On women making sex jokes:

“I do want women to feel comfortable with themselves as sexual beings, and I don’t think anyone should have to apologize for that or act like ‘oh no, I’m a girl, I only want to have sex if its to make a baby.’ But I’m just being myself. This is the stuff I think is so funny and I want to talk about.”

On how her sex jokes affect her love life:

“I think men are men, so it’s really hard to stop them from doing something that they want to do. But I think it has made guys a little guarded and a little hesitant. From some people it has created a skittishness, and a wondering, like ‘how slutty is this girl? Am I gonna get a disease?’

I’m luckily someone who doesn’t have any diseases. But that’s just the price that I decided to pay. I’m not someone who wants to live in a way that would make me the most appealing, and operates only for that reason. So I’m just gonna be honest. And I’m really only interested in someone who would appreciate that, instead of being scared.”

On the guys she jokes about:

“Any guy I’ve ever joked about, I’ve always asked if it was okay with them. I don’t ever say anyone’s name, but I always ask ‘is it cool with you if I talk about this?’ and sometimes they say no and I say ‘okay,’ and I don’t. I’ve always gotten their permission.”

On plastic surgery:

“I’m 32, and I’ve made a promise to myself to not get plastic surgery. And I don’t think that it’s wrong, I don’t think it’s stupid, I’m just really scared of the needle and stuff. And I just think things can go so wrong.

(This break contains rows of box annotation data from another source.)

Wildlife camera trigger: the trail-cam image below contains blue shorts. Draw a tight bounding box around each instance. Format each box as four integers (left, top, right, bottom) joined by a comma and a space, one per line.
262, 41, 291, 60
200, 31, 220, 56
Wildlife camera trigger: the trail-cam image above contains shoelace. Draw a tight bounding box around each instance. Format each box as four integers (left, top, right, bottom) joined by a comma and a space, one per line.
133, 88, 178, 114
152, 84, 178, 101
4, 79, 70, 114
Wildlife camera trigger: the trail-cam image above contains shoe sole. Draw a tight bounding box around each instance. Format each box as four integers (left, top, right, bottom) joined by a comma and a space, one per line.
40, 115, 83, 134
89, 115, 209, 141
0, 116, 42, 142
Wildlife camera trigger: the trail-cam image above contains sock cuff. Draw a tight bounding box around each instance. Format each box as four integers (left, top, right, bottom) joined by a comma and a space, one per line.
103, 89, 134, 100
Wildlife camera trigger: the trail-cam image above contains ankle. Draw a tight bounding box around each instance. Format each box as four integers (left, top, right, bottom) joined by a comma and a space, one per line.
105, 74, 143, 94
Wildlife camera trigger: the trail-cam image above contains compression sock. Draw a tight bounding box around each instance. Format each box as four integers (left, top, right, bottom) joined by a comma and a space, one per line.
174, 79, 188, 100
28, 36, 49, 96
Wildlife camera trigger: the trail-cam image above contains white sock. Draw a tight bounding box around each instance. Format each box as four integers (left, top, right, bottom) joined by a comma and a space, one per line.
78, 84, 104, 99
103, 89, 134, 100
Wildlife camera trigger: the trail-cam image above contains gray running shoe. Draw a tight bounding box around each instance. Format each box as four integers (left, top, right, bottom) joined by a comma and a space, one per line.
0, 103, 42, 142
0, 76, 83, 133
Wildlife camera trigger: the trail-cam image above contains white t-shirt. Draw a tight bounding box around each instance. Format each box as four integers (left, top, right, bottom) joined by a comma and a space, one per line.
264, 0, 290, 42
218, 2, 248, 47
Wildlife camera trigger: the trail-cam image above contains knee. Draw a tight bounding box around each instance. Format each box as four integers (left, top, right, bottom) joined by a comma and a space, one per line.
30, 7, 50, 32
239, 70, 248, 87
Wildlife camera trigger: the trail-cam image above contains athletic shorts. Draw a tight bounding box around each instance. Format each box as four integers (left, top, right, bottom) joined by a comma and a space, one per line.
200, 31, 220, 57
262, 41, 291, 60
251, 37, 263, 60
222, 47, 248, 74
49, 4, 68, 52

I know a lot of female comedians who have had plastic surgery. Most of the ones that are the most successful have. It’s nobody you’d be shocked by. It’s hard to be a girl, you’re judged so much on your appearance, you’re onstage being looked at, you’re on camera, it’s hard. I’m just like, ‘this is what I look like.’ Sometimes I’ll say that in the mirror, ‘This is what you look like. Youre beautiful, this is it. You’re a good person.’

I’m lucky because I grew up pretty delusional about how attractive I was. I was blessed with parents who filled my head with lies.”

On her next big project:

“It’s a movie called Train Wreck and it’s about me. It’s about a girl who’s getting into her 30s and her behavior just isn’t cute anymore. Her defense mechanisms are catching up to her. Bill Hader plays my love interest, and Judd Apatow is directing. My sister is helping on it also.

It’s very funny and very real, and people will be able to relate to it, even if they don’t want to admit it.”

On what to call certain body parts on TV:

“We fought to not have the word ‘pussy’ bleeped out this season. We’re talking about it just as a body part, not as a sexual term. So I’m very proud of that.

“It was important to me and to Jessi Klein (the head writer and executive producer) and to Dan Powell (the other EP) because it’s just such a part of our show. And you can say ‘dick’ and they don’t bleep that. The word ‘pussy’ has just become a word for the vagina. So we were like: ‘I don’t think we should have to bleep that.’ We weren’t gonna have a filibuster about it, but we wanted to discuss it. We told Comedy Central ‘we think this,’ and they were like ‘no’ and we were like, ‘no, we want to talk about it.’ So we had a phone call with them, and they were like ‘yeah, we thought about it, you’re right, and we’re not gonna bleep it.’ They were very cool about it.”